Sergei Artemov, Computer-Aided Proofs and Their Significance
Abstract: Computer-assisted proofs are playing an increasingly visible role in mathematics.
Their scope ranges from routine uses of computational algebra packages to dramatic
new discoveries which make newspaper headlines, such as the four-color problem,
Kepler's conjecture, Robbins' conjecture. Some of these proofs rely heavily upon modules
that compute numerical values or decision procedures which do not necessarily produce certifiable
proofs. In this talk we will discuss some questions concerning these developments.
To what extent can one trust computer-generated proofs? Are computer-generated solutions
more trustworthy than conventional hand-checked proofs? Can computer proofs be `elegant',
or provide insights about the structure of mathematical objects? Do incompleteness phenomena
extend to the foundations of verification? For that matter, can a verifier be verified?
Yuri Gurevich, What's polynomial time anyway?
Abstract: In conventional computational complexity inputs are (or can be adequately represented
by) strings. This is restrictive. Think for example of databases. Modern database query languages do not leak
out implementation dependent details. If the database is a directed graph, you cannot get the first vertex.
Legitimate queries do not distinguish between isomorphic databases. There are other areas of computer science
where the need of more general complexity theory is apparent, for example specification of computer systems.
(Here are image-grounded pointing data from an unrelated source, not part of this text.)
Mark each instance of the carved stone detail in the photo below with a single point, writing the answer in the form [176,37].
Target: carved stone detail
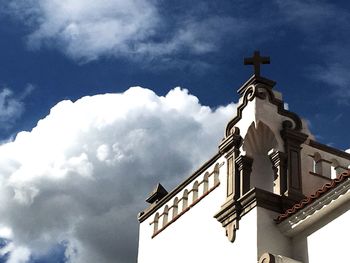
[244,169]
[292,141]
[278,160]
[228,216]
[267,258]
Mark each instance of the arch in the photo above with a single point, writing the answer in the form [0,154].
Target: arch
[206,182]
[195,191]
[175,207]
[165,215]
[216,174]
[155,223]
[185,200]
[317,163]
[259,140]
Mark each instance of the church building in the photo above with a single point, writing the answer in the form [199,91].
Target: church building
[271,193]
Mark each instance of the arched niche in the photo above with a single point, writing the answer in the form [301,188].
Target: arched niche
[206,182]
[165,216]
[216,174]
[175,207]
[258,141]
[317,163]
[335,169]
[195,191]
[155,223]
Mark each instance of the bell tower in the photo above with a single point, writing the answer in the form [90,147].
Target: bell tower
[262,146]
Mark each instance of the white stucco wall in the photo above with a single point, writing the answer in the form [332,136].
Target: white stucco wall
[197,236]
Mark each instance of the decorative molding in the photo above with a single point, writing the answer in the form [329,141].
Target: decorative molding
[278,160]
[142,216]
[267,258]
[184,211]
[294,223]
[292,143]
[231,212]
[261,88]
[321,176]
[244,169]
[329,149]
[232,140]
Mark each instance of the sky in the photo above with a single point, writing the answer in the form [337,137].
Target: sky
[102,99]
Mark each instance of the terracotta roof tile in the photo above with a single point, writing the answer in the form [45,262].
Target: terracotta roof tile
[308,200]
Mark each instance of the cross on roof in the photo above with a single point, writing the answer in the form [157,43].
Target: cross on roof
[256,60]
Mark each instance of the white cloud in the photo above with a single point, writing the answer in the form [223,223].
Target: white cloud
[82,174]
[12,105]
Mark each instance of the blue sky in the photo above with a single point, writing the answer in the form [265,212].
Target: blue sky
[53,51]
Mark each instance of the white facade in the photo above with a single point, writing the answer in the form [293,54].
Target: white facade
[225,212]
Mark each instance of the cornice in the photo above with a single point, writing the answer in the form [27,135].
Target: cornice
[233,210]
[329,149]
[319,208]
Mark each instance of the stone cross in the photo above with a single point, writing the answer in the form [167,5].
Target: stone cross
[256,60]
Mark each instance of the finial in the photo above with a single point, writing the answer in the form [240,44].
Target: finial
[158,193]
[256,60]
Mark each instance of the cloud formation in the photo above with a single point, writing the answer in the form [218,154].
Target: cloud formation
[12,106]
[86,30]
[81,175]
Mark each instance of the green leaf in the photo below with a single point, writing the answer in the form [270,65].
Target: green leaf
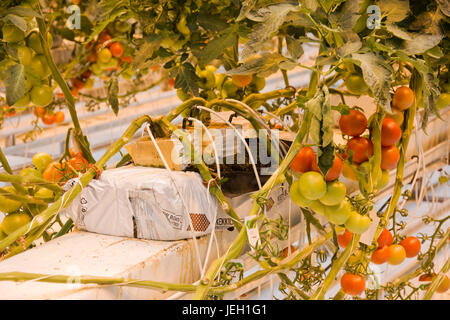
[113,95]
[215,47]
[377,75]
[271,18]
[187,79]
[421,43]
[247,6]
[394,10]
[294,47]
[264,66]
[15,83]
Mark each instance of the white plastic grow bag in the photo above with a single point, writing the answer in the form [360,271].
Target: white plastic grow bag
[142,202]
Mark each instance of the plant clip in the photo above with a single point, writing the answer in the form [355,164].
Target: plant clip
[98,172]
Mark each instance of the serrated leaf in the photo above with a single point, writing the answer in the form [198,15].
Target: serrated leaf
[377,75]
[294,47]
[271,19]
[215,47]
[246,7]
[113,95]
[422,43]
[15,83]
[264,66]
[394,10]
[187,79]
[19,22]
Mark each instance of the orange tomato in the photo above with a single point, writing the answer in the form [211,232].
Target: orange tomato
[303,160]
[381,255]
[411,245]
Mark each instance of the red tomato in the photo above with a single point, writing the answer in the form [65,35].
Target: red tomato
[39,111]
[116,49]
[385,238]
[48,118]
[353,284]
[345,238]
[354,123]
[403,98]
[411,245]
[381,255]
[390,132]
[362,149]
[389,157]
[303,160]
[59,117]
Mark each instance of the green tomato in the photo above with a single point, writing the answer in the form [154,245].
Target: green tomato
[340,213]
[8,205]
[297,197]
[41,160]
[384,180]
[34,42]
[13,221]
[312,185]
[335,193]
[25,55]
[42,95]
[356,84]
[30,172]
[182,95]
[39,66]
[229,89]
[357,223]
[317,207]
[207,79]
[12,34]
[443,101]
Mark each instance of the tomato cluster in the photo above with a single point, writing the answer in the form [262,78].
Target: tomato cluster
[105,56]
[324,195]
[219,85]
[61,171]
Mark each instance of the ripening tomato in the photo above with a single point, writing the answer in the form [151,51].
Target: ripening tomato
[303,160]
[55,172]
[403,98]
[116,49]
[353,284]
[335,170]
[390,132]
[389,157]
[357,223]
[59,117]
[385,238]
[362,149]
[397,254]
[353,124]
[297,197]
[48,118]
[242,80]
[411,245]
[344,239]
[39,111]
[381,255]
[312,185]
[444,285]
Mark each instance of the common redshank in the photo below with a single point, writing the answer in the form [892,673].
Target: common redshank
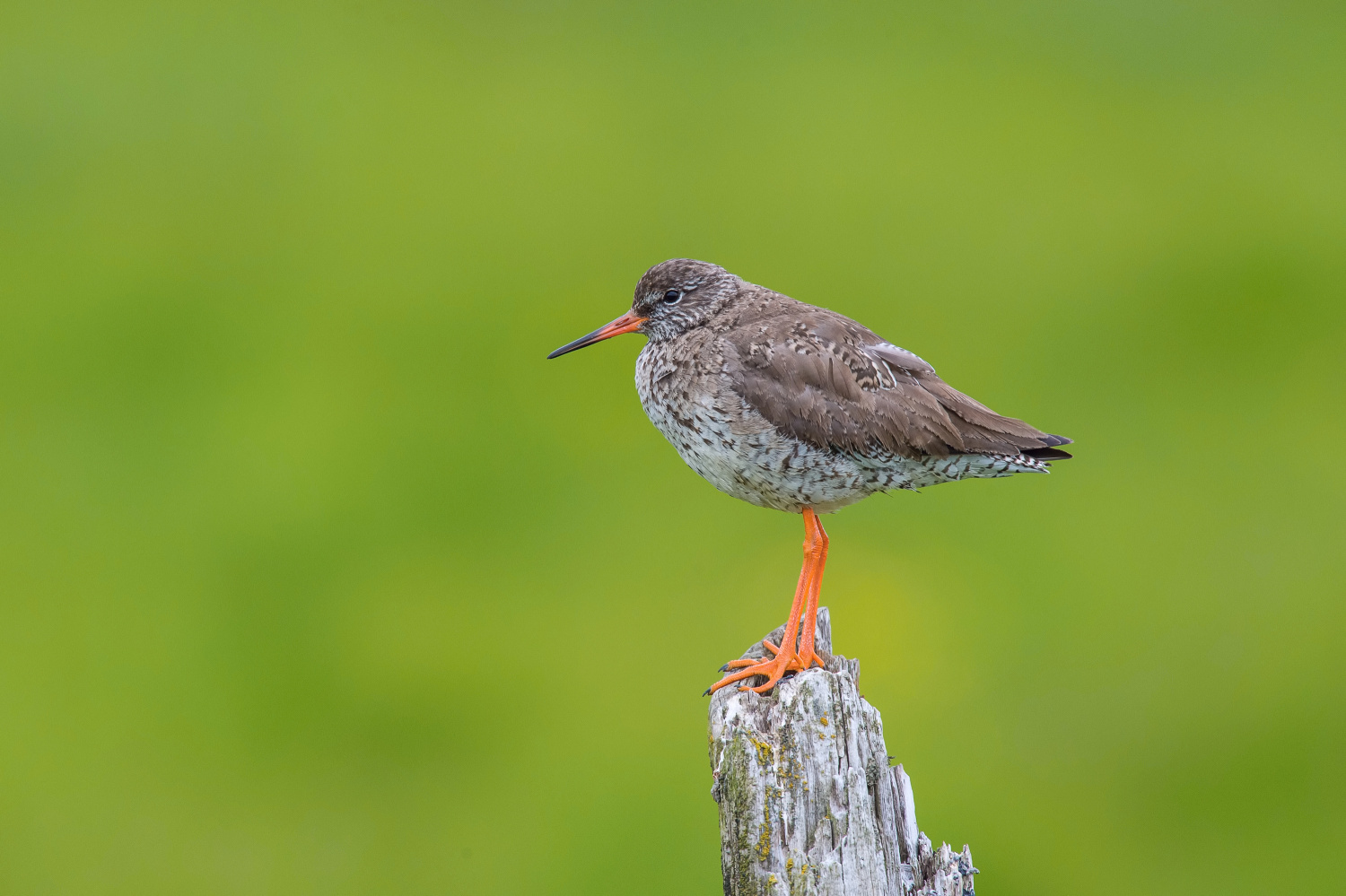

We
will argue that inputs should be structures (in the sense of mathematical logic) and will survey the complexity
theoretic aspects of the theory of computations with structures.
Mark Hillery, Quantum walks and quantum algorithms
Abstract: Quantum walks are quantum versions of random walks. Unlike standard random walks, they
can exhibit interference, in particular the effects of two paths that lead to the same point can cancel rather
than add. This leads to unexpected behavior. For example, they spread faster than classical random walks.
They can also be used to realize some quantum algorithms. In particular, they provide a simple illustration of
the quantum search algorithm and an illustration of the Deutsch-Jozsa algorithm, a procedure that
distinguishes between types of Boolean functions.
Alexander Razborov, Feasible Proofs and Computations
Abstract: The concepts of proof and computation are central to virtually any intellectual human
activity. However, before the remarkable advances of the 20th century mathematical logic, the border between
them had never been sharp even in the context of pure mathematics. It was only in the work of these great
logicians that the separation between proofs and computations became rigorous and (as everybody thought) final.
It should be also mentioned, of course, that the separation on the conceptual level also brought along a
multi-faced and mutually beneficial partnership with results unthinkable of in the pre-Goedel world.
This talk is devoted to a *reverse* trend that results from adding the new element of feasibility (or
efficiency) into this millennial-old brew. Strangely enough, this seemingly innocent addition has led to many
new intriguing facets of the interaction between (slightly compromised versions of) proofs and computations.
And, remarkably, we once again begin seeing more and more creatures with morphing features. We will attempt a
guided (and highly informal!) tour through the areas where these creatures dwell, like Propositional proof
Complexity, NP-Completeness and (time permitting) Interactive and Probabilistically Checkable Proofs. And we
will try to convey, using concrete and intertwined examples, the general feeling of complexity and intricacy of
relations between proofs and computations in this emerging reality.
Avi Wigderson, The power and weakness of randomness in computation
Abstract: Humanity has grappled with the meaning and utility of randomness
for centuries. Research in the Theory of Computation in the last
thirty years has enriched this study considerably. I will talk about
two main aspects of this research on randomness, demonstrating its
power and weakness respectively.
(1) Randomness is paramount to computational efficiency: I will
show how the use of randomness can dramatically speed up computation
(and do other wonders) for a variety of problems and settings.
(2) Computational efficiency is paramount to understanding randomness:
I will explain the new, computationally-motivated definition of
randomness, and try to argue its merits as the "right" definition.
I will then show how such randomness may be generated deterministically,
from computationally difficult problems.